Example: N2F (€24M raised) — A well-funded fintech in 72 countries. The compensation would include solid base + equity in an international company with real traction.

5. Remote vs On-site

Not just "is it remote" but "is the team remote-first or remote-tolerant?" A remote-tolerant company will always favor people in the office for promotions and information flow.

Example: ECHOES (remote from Toulon) — Remote role at a connected car startup. Great flexibility but requires self-motivation and strong async communication.

6. Industry & Product

Growth in crypto (B-Cube.ai) is fundamentally different from growth in HR SaaS (Simbel) or mobility (Pony). Consider whether the industry excites you — you'll be immersed in it daily.

Example: Sunrise (MedTech B2B) — A niche you'd never think of for growth, but medical devices with B2B strategy offer fascinating challenges that build rare expertise.

7. The "Why Now" Factor

Why is this company hiring for growth right now? Post-fundraise scaling? New market entry? Replacing someone who left? The "why now" reveals the urgency and expectations.

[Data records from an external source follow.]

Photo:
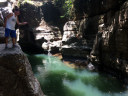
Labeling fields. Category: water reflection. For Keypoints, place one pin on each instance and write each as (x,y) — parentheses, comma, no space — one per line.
(57,79)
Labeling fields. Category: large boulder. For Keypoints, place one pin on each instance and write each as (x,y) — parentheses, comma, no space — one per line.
(16,76)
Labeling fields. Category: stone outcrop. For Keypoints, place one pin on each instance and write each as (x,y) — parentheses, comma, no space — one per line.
(40,29)
(104,29)
(73,44)
(111,46)
(16,76)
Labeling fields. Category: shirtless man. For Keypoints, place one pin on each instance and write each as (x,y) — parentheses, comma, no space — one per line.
(9,24)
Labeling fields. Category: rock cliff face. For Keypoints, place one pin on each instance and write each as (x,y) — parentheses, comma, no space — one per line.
(16,76)
(111,46)
(103,25)
(41,26)
(108,22)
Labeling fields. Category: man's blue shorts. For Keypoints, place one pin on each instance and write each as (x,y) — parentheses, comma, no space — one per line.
(9,32)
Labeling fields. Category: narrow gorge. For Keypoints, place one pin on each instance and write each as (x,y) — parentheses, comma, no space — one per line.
(74,47)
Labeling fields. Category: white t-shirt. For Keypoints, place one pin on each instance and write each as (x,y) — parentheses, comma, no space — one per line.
(11,22)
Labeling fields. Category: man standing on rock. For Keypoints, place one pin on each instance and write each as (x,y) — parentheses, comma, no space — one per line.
(9,24)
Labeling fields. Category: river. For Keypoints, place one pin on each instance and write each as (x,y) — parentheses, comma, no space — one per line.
(58,79)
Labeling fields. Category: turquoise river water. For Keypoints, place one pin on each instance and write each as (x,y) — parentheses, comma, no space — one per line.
(57,79)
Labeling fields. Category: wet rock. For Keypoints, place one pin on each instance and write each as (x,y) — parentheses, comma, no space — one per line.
(40,30)
(110,48)
(74,46)
(17,78)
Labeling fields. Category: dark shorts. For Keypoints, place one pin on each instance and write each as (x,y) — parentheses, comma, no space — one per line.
(9,32)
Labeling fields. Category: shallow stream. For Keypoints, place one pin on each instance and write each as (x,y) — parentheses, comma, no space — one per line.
(57,79)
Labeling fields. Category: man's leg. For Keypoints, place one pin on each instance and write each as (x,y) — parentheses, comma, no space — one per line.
(14,41)
(7,32)
(13,35)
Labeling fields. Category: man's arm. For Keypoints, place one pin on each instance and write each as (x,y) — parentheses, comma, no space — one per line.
(23,23)
(7,17)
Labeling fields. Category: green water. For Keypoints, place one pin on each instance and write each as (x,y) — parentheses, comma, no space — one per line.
(57,79)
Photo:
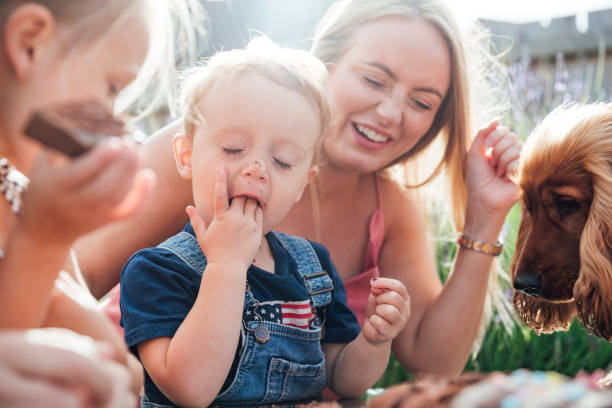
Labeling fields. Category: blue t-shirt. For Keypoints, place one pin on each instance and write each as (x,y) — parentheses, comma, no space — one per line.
(158,290)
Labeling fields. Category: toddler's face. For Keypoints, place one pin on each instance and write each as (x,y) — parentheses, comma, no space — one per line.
(264,135)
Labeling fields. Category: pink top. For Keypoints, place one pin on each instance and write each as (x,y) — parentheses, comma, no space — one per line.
(358,287)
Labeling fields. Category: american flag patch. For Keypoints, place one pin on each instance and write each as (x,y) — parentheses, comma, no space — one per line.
(296,314)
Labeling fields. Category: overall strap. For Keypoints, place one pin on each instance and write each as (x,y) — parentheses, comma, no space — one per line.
(318,282)
(186,247)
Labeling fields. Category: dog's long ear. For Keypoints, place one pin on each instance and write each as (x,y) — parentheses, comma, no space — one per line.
(542,317)
(593,289)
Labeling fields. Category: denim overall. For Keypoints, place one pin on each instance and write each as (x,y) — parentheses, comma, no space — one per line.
(290,366)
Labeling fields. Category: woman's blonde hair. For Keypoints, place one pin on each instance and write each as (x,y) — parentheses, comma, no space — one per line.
(472,67)
(296,70)
(173,27)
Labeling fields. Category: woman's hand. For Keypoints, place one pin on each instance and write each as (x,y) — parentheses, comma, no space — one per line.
(234,235)
(492,159)
(68,198)
(387,311)
(58,368)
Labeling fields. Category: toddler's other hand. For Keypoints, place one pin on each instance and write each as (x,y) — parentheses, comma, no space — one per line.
(387,311)
(68,198)
(234,235)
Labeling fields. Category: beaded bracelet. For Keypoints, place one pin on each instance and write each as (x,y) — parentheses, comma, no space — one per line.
(480,246)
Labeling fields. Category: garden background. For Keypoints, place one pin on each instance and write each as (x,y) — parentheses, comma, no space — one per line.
(566,59)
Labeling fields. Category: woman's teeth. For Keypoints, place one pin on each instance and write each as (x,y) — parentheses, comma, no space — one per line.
(370,134)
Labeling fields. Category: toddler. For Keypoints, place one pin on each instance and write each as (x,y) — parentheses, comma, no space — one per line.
(228,311)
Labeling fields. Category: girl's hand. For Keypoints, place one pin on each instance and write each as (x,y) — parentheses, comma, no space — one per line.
(492,160)
(234,235)
(59,368)
(387,311)
(68,198)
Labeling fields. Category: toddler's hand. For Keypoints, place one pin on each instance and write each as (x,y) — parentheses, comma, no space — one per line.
(68,198)
(234,235)
(387,311)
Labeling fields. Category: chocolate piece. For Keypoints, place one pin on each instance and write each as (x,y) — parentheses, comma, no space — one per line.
(73,128)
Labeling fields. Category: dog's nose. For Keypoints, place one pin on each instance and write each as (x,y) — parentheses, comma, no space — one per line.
(529,284)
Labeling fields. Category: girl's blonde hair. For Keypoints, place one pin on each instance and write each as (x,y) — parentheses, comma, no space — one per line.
(472,67)
(296,70)
(173,26)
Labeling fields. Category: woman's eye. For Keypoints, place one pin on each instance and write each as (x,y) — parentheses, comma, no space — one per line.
(373,82)
(231,151)
(113,90)
(282,165)
(422,105)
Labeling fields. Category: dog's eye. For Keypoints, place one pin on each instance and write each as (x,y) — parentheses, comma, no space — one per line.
(565,205)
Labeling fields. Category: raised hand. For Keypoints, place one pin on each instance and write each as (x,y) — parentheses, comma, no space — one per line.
(387,311)
(235,232)
(492,159)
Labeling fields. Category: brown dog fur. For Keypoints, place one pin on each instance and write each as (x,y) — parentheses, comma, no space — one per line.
(565,235)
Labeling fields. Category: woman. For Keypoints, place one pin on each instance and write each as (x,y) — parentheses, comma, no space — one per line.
(398,81)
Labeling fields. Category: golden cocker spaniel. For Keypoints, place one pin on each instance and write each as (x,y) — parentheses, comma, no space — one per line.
(562,265)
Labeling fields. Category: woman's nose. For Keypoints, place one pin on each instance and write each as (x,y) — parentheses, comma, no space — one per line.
(390,110)
(256,170)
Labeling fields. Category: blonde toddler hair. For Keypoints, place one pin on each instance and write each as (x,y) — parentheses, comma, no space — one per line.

Example: Pony (Bordeaux) — A micromobility company building a unique investor-owned model. The "why now" was geographic expansion and unit economics optimization.

Red Flags to Watch For

  • "Growth Hacker" title at a company with 200+ employees. The title suggests they don't understand the role's seniority.
  • No mention of budget. Growth without budget is content marketing with extra steps.
  • Reporting to someone who's never done growth. Your manager should understand what success looks like.
  • "We need someone who can do everything." Translation: we don't know what we need.

Key Takeaways

  1. Evaluate the company stage first. It determines everything about what the job will actually be.
  2. Read scope, not just title. "Growth Manager" means different things at different companies.
  3. Ask about equity early. At startups, it's a significant part of total compensation.
  4. Check the "why now." It reveals urgency, expectations, and internal dynamics.
  5. Industry matters more than you think. You'll become an expert in whatever vertical you choose.

Based on 15 job offer analysis videos from the Growth.Talent YouTube channel, featuring roles at lemlist, OnePilot, Orso Media, Asight, Beev, N2F, Plezi, Simbel, Liberkeys, Pony, Sunrise, Merci-App, B-Cube.ai, ECHOES, and Sisters Republic.